Random fractal Cantor superlattice with four mixed gap generators optimized by a GA for a single pass band surrounded by two stop bands in the near-IR. (a) Fractal growth and superlattice structure. (b) Simulated scattering magnitudes at normal incidence. (Online version in colour.)

The final example extends the pass band filter to a multi-spectral function with two pass bands surrounded by three stop bands in the near-IR. In the cost function, five pass frequencies are specified for each of two bands from 1.18 to 1.22 µm and from 1.38 to 1.42 µm, six stop frequencies are specified for the bands from 1 to 1.1 µm and from 1.5 to 1.6 µm, and five stop frequencies are specified from 1.28 to 1.32 µm. The GA optimized a four-stage Cantor bar with two single-gap generators. The generator gap sizes could vary from 0.02 to 0.12, and the total thickness was allowed to range from 5 to 20 µm. After evolving a population of 32 members over 1000 generations, the GA converged to the superlattice shown in figure 10a. The optimized generator gap sizes for this Cantor bar are g0 = 0.071 and g1 = 0.119, and the total superlattice thickness is 9.35 µm.
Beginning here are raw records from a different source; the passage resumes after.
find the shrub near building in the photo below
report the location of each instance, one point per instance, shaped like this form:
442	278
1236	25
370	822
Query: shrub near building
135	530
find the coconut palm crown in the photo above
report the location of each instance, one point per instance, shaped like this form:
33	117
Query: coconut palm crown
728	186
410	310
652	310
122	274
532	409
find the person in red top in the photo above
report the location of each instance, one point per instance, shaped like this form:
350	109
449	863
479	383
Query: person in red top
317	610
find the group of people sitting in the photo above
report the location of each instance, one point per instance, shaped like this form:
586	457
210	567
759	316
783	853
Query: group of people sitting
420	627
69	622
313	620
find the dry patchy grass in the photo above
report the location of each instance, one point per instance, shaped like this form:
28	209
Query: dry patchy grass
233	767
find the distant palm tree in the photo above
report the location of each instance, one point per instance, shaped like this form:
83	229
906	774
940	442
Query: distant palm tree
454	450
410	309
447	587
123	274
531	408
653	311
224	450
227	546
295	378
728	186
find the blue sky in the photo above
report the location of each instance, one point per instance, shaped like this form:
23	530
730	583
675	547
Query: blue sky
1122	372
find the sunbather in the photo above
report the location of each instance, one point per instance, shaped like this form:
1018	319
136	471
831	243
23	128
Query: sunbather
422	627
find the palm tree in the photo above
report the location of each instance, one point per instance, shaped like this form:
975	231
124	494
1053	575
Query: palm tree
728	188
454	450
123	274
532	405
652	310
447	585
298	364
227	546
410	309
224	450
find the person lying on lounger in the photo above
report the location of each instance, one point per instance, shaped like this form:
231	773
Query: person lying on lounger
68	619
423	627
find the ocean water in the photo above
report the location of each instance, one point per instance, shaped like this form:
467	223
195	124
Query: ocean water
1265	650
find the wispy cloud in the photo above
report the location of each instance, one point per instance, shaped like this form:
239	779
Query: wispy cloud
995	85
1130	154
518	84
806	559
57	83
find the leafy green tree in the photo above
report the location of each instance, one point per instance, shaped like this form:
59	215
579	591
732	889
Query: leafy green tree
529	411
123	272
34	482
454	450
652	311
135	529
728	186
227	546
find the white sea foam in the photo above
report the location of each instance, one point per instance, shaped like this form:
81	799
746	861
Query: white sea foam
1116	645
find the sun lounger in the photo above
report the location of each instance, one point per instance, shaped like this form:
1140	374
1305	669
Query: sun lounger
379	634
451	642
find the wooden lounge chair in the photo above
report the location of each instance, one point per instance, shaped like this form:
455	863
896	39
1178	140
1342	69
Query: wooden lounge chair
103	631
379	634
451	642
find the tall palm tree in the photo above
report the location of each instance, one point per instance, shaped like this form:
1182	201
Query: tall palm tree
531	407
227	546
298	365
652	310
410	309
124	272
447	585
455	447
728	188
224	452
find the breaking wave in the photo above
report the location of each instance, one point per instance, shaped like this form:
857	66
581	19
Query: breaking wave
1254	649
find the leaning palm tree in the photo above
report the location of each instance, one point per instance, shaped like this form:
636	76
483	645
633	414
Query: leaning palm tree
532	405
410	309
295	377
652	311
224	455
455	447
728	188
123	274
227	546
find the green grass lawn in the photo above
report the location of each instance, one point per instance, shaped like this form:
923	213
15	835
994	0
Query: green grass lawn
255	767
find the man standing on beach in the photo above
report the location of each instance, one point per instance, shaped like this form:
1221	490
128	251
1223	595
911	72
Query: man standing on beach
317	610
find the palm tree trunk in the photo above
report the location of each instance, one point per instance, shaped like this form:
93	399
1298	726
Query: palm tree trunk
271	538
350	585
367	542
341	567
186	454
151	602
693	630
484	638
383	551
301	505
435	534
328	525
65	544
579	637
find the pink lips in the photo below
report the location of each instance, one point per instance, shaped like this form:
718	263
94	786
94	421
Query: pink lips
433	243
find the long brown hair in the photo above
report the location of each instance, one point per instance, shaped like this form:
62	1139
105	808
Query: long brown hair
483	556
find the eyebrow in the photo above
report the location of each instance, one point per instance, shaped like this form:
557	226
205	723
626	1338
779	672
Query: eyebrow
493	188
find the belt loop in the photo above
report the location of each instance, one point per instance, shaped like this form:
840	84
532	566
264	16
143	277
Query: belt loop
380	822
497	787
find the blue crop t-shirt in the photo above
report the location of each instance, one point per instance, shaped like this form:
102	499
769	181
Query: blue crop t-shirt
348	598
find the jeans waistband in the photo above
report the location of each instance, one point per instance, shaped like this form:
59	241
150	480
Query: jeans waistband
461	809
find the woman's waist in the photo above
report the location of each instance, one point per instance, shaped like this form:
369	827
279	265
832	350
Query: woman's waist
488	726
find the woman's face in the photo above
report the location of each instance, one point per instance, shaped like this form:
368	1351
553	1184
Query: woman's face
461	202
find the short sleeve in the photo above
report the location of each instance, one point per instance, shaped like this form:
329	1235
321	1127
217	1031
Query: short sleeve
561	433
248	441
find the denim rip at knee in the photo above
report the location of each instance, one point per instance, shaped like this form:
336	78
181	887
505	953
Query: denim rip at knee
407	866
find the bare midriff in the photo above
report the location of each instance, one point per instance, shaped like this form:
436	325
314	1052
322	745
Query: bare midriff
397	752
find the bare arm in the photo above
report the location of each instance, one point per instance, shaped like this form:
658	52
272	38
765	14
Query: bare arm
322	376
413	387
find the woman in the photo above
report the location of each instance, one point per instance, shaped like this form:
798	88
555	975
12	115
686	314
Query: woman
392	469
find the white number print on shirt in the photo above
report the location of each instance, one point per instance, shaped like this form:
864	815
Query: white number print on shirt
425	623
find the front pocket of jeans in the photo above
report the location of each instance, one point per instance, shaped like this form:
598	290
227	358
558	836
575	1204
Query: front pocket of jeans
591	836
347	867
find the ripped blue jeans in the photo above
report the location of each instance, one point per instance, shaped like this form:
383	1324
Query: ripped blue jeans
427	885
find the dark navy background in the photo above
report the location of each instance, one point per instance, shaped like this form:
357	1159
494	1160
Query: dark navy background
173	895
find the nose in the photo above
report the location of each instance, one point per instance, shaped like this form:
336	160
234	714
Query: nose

The line segments in stage 4 of the optimized Cantor bar are replaced by a-Si, whereas the gaps are replaced by SiO2. Interestingly, the optimized generator assignment is uniform for each stage, with generator 1 assigned to every bar in stages 0 and 2 and generator 0 assigned to every bar in stages 1 and 3. Hence, the superlattice shown in figure 10a has a somewhat regular shape similar to that of the deterministic Cantor bar. The simulated scattering coefficients show that pass bands and stop bands have the desired high transmission and reflection magnitudes, respectively. However, there is a narrow transmission peak in the shortest wavelength stop band that slipped in between the sampling frequencies. Nevertheless, this superlattice shows that the multi-generator Cantor bar can be exploited by the GA to achieve even complex filter functions.

Figure 10.

Multi-spectral random fractal Cantor superlattice optimized by a GA for two pass bands surrounded by three stop bands in the near-IR. (a) Fractal growth and superlattice structure. (b) Simulated scattering magnitudes at normal incidence. (Online version in colour.)

Conclusion

While superlattices in Nature that give rise to broadband reflectivity have been classified as having various ordered and chaotic (i.e. random) structures, it is believed that the underlying order should arise from fractal geometry. Random fractals are useful for exploring the space between the ordered and chaotic extremes, because the variability in the fractal can be limited by the number and variety of generators used in its construction. We successfully employed a GA to evolve multi-generator Cantor bar superlattices that mimic the broadband filter functionality found in Nature. Among the broadband reflector and multi-spectral filter designs presented, the GA evolved structures that were highly ordered and ones that appeared chaotic. Further design flexibility of the multi-generator Cantor superlattice synthesis method was demonstrated by evolving more complex examples that had single and dual pass bands surrounded by stop bands.